Curiously, a closer study of the signed text reveals that Ukraine is not entitled to any tools in commercial relations with the CIS states in general, and with Russia in particular. The document is of purely declarative nature, “peace, freedom, blah blah blah.” The memorandum only reflects the intentions to elaborate in greater detail and concord all the questions of Ukraine’s bilateral trade with the Customs Union and the Common Economic Space member states. In particular, the Memorandum stipulates for the following: exchange of information regarding trade-relevant measures; the study of possibilities to increase transparency of the existing administrative and regulation systems in commerce; sharing of the know-how, with the view to increase the predictability of regulatory environment in commerce, etc. Does Ukraine need such a memorandum? Some experts, like Bohdan Danylyshyn, the former minister of economics (in exile), have already denounced this document as an attempt to force the country into the Customs Union.
Anton Filipenko, president of the Ukrainian Association of International Economics, remarked in his interview to The Day, that the “Memorandum is a political project, lobbied by a certain group of government officials and businessmen, who find it easier and cozier in the Common Economic Space, the Customs Union, and the EurAsEC than in the EU. However, the latter is a much more developed economic environment, despite all its today’s economic worries.” Filipenko believes that these agreements should be considered as a whole with the language legislation, and with the agreement on the FTA with the CIS, as part of the election campaigning. “It is a political project targeted at the Party of Regions’ electorate,” emphasized Filipenko. According to him, the economic constituent hardly has a place in today’s development of the relations with the Customs Union member states, because “the situation is too complicated.”

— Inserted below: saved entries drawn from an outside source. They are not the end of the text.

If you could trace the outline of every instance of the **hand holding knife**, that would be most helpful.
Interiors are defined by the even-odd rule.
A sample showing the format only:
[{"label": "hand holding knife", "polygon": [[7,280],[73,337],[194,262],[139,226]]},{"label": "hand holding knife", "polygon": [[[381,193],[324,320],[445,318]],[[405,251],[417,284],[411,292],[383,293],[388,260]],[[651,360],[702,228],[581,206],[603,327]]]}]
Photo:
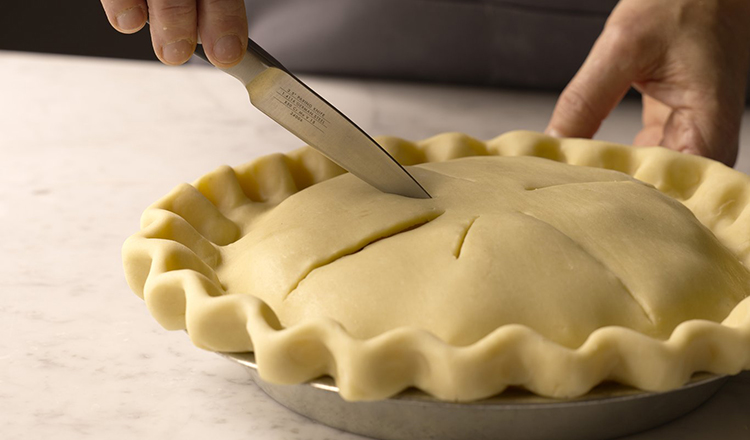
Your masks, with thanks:
[{"label": "hand holding knife", "polygon": [[[195,53],[208,61],[200,44]],[[256,108],[345,170],[383,192],[430,198],[367,133],[254,41],[239,64],[219,69],[245,85]]]}]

Instead, the expert advises to have a closer look at the parties, with whom Ukraine signed the memorandum. The CES is known to be a 2004 project, promoted at a certain point in time by Ukraine’s then president Leonid Kuchma. Back then, the project aspired at economic integration for four states: Russia, Belarus, Kazakhstan, and Ukraine. In today’s “resuscitated” version, the CES is a triumvirate, excluding Ukraine. In his interview Filipenko commented on the reasonability of its creation [it arose on January 1, 2012. – Ed.] in the following way:
“The Common Economic Space is a purely political project. Economic science does not know of such a term as a common economic space. There is, though, a customs union, a free trade area, an economic and monetary union, and complete integration. The common economic space is a figment of Russian politicians and economists.”